Hay que exigir el fin de la costosísima y fracasada política de criminalización de las drogas. Motivos sobran desde hace mucho. Pero si hacía falta uno que fuera suficientemente poderoso, sucedió hace dos meses, en el municipio de Iguala, en México, donde las autoridades políticas y policiales resultaron tan indiferenciables del narcotráfico y de sus métodos que se encargaron de manera conjunta de la desaparición de 43 aspirantes a profesores de primaria.
Si ver a la política tomada por la mafia y a la educación convertida en sentencia de muerte no nos hace reaccionar, quizá debamos proponer la abolición de las elecciones y admitir que los cárteles designen directamente a nuestros líderes políticos. Porque si algo ha quedado demostrado, es que la criminalización de las drogas no conduce a una disminución efectiva de la producción, el tráfico ni el consumo de las mismas, sino más bien al incremento del número de presos, de la cantidad de asesinatos y de la corrupción; es decir, al propio crecimiento del crimen; a la criminalización de la sociedad misma.

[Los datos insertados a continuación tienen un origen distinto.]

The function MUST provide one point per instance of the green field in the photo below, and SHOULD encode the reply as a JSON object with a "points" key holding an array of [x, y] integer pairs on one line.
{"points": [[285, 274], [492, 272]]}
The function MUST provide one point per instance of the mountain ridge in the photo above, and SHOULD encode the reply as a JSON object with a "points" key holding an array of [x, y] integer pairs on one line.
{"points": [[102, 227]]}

Por eso, las importantes propuestas del presidente mexicano, con reformas a las fuerzas policiales y medidas para brindar mayor transparencia y erradicar la corrupción, son garantía de la más absoluta irrelevancia. Tanta, que el eco de quienes exigen su renuncia podría tornarse ensordecedor. El camino a seguir, y cada vez es más absurdo postergarlo, es el de la legalización de las drogas. No de la marihuana solamente, como ya viene ocurriendo en algunos de los estados de la unión americana y en Uruguay, sino de todas las drogas. Se trata de un camino que no debería asustarnos, por múltiples razones.

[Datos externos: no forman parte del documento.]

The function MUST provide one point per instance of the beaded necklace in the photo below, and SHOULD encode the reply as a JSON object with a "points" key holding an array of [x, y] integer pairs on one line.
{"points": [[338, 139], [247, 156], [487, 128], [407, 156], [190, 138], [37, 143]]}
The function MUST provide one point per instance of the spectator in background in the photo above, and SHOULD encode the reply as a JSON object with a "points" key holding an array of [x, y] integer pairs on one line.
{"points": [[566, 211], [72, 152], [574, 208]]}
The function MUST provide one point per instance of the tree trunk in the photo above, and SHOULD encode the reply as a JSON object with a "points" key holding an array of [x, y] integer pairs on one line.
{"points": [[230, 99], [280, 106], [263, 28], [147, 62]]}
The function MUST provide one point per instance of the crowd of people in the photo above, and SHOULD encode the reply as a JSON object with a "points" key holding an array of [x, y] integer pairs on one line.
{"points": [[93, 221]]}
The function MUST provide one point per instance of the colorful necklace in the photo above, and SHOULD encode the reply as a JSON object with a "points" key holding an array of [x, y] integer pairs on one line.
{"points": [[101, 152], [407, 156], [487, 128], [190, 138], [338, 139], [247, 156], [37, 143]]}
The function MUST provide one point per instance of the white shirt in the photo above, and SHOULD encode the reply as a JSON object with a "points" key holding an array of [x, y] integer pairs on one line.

Para comenzar, porque lo que de verdad da miedo es la situación actual, que es fruto de la criminalización. En segundo lugar, porque, si lo que nos preocupa son los efectos nocivos en la salud de las personas, sabemos que la prohibición no disminuye el consumo, así como la legalización, a la larga, no tendría por qué incrementarlo (el caso de Portugal, que desde el año 2001 despenalizó el consumo, aunque no el tráfico, así lo indica). En tercer lugar, porque legalizar no significa desregular, y sabemos ya lo que es convivir con un mercado regulado de drogas tan dañinas y adictivas como el alcohol y el tabaco. En cuarto lugar, porque la legalización sometería a productores y comercializadores a las responsabilidades de un mercado regulado. Y, por último, porque, además de permitir el ahorro de los recursos destinados a una guerra perdida, significaría mayores ingresos para el Estado, por los impuestos que recaudaría.
La legalización de las drogas no va a terminar con la corrupción ni nos va a convertir en un país desarrollado. Pero nos liberaría de un poderoso enemigo como el narcotráfico, que podría acabar con nuestros intentos de construir una sociedad democrática, y que nunca podremos vencer de otra manera.